The combined effects of the pandemic and the populism driven by the Trump presidency have caused new divisions among evangelicals that have reached down into everyday congregational life, writes Tim Alberta in The Atlantic (May 10). While divisions between evangelical leaders and activists were on display for all to see during the Trump administration and the conflicts over Covid public health measures, Alberta argues that local churches and clergy as well as denominations are feeling similar levels of polarization and resulting radicalization. While the article is based on a rift between two local pastors in the Detroit area, it also fleshes out the dynamics behind polarization at the local level in a way that has been sorely missing in survey research and other media accounts about “white Christian nationalism.” Alberta writes that “a year’s worth of conversations with pastors, denominational leaders, evangelical scholars, and everyday Christians tells a clear story: Substantial numbers of evangelicals are fleeing their churches, and most of them are moving to ones further to the right.” The divisions are less about specific theological or even political issues and more about claims and counterclaims regarding the need for militancy in ministry and the conspiracy theories and outright partisan politics that have come to occupy pulpits and ministries.

Alberta says much of the polarization was intensified during the pandemic, with a shifting of church attendance from congregations that closed and followed public health mandates to those that actively protested such measures and remained open, attracting many evangelicals who were also critical of the lockdowns. Alberta writes that “[m]any right-wing pastors have formed alliances—with campaign consultants, education activists, grassroots groups, even MAGA-in-miniature road shows promoting claims of an assault on American sovereignty—that bring a steady flow of fresh faces into their buildings. From there, the fusion of new Republican orthodoxy with old conservative theology is seamless. This explains why, even during a period of slumping church attendance, the number of white evangelicals has grown:…more and more white Trump supporters began self-identifying as evangelicals during his presidency, whether or not they attended church.” This new populist fervor and its relation to contested information networks (relating to the pandemic and the 2020 election results) faced opposition from more apolitical evangelical clergy and churches, resulting in the standoff that continues today.

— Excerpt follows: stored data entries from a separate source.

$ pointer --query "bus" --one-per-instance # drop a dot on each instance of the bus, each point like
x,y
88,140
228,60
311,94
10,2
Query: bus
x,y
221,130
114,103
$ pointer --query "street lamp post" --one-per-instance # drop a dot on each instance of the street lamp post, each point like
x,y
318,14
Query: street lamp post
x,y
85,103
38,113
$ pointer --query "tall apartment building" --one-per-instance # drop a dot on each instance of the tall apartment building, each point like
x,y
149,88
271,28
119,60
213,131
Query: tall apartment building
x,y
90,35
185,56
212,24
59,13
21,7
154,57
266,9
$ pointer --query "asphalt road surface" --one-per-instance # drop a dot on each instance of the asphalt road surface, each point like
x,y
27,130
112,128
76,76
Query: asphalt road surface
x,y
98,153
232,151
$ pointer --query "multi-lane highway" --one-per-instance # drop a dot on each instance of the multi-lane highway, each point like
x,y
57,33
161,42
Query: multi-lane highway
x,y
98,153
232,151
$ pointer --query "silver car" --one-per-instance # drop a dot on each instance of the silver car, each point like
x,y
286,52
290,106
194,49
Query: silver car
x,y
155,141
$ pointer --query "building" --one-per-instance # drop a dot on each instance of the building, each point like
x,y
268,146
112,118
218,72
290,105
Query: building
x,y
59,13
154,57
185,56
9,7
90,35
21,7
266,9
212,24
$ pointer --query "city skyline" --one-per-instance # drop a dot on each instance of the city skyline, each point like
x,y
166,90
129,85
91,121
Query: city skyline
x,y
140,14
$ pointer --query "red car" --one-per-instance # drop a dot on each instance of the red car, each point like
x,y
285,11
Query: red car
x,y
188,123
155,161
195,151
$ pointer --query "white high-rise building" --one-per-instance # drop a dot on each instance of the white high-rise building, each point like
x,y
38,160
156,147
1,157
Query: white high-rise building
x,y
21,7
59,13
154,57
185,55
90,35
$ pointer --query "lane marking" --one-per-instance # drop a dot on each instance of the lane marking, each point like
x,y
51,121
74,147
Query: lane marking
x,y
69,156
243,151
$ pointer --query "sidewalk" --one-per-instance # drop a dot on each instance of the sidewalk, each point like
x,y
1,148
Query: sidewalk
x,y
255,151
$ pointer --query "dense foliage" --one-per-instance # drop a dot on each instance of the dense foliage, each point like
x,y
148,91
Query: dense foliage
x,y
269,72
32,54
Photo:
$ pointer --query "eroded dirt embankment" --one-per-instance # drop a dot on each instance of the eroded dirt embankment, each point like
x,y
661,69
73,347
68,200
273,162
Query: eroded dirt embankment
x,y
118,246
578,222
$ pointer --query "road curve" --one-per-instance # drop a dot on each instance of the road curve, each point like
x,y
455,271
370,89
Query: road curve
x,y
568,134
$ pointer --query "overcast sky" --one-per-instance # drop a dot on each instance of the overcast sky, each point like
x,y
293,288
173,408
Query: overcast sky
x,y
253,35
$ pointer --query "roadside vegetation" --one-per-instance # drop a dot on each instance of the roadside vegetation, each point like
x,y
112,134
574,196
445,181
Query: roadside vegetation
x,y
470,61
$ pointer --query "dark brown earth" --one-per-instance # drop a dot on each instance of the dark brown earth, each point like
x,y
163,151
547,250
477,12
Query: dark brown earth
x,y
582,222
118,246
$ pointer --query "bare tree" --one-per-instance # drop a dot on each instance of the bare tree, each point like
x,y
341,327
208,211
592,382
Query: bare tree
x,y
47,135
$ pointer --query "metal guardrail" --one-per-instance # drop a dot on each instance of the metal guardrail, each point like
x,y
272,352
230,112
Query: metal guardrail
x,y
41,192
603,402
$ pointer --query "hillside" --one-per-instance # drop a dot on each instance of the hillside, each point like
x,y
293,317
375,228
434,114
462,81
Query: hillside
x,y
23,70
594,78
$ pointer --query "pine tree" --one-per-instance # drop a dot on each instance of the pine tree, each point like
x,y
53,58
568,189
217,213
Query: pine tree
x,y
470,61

Led by such evangelical leaders as former Southern Baptist activist Russell Moore and Christianity Today magazine, they target what they see as the politicization and fanaticism within evangelicalism and publicly preach against such tendencies, thereby intensifying the divisions. For their part, the populists view their former churches as compromising and playing it safe by avoiding contested political issues. The concern is that both groups are “sorting out” their differences by leaving and joining new congregations, resulting in more division and fragmentation. Not everyone who is dissatisfied leaves their congregation, at least at first. They may instead join with other disgruntled members. “It’s a mass estrangement, in which people stop listening to the pastor or stop trusting one another—or both—and the church slowly loses its cohesiveness,” Alberta writes.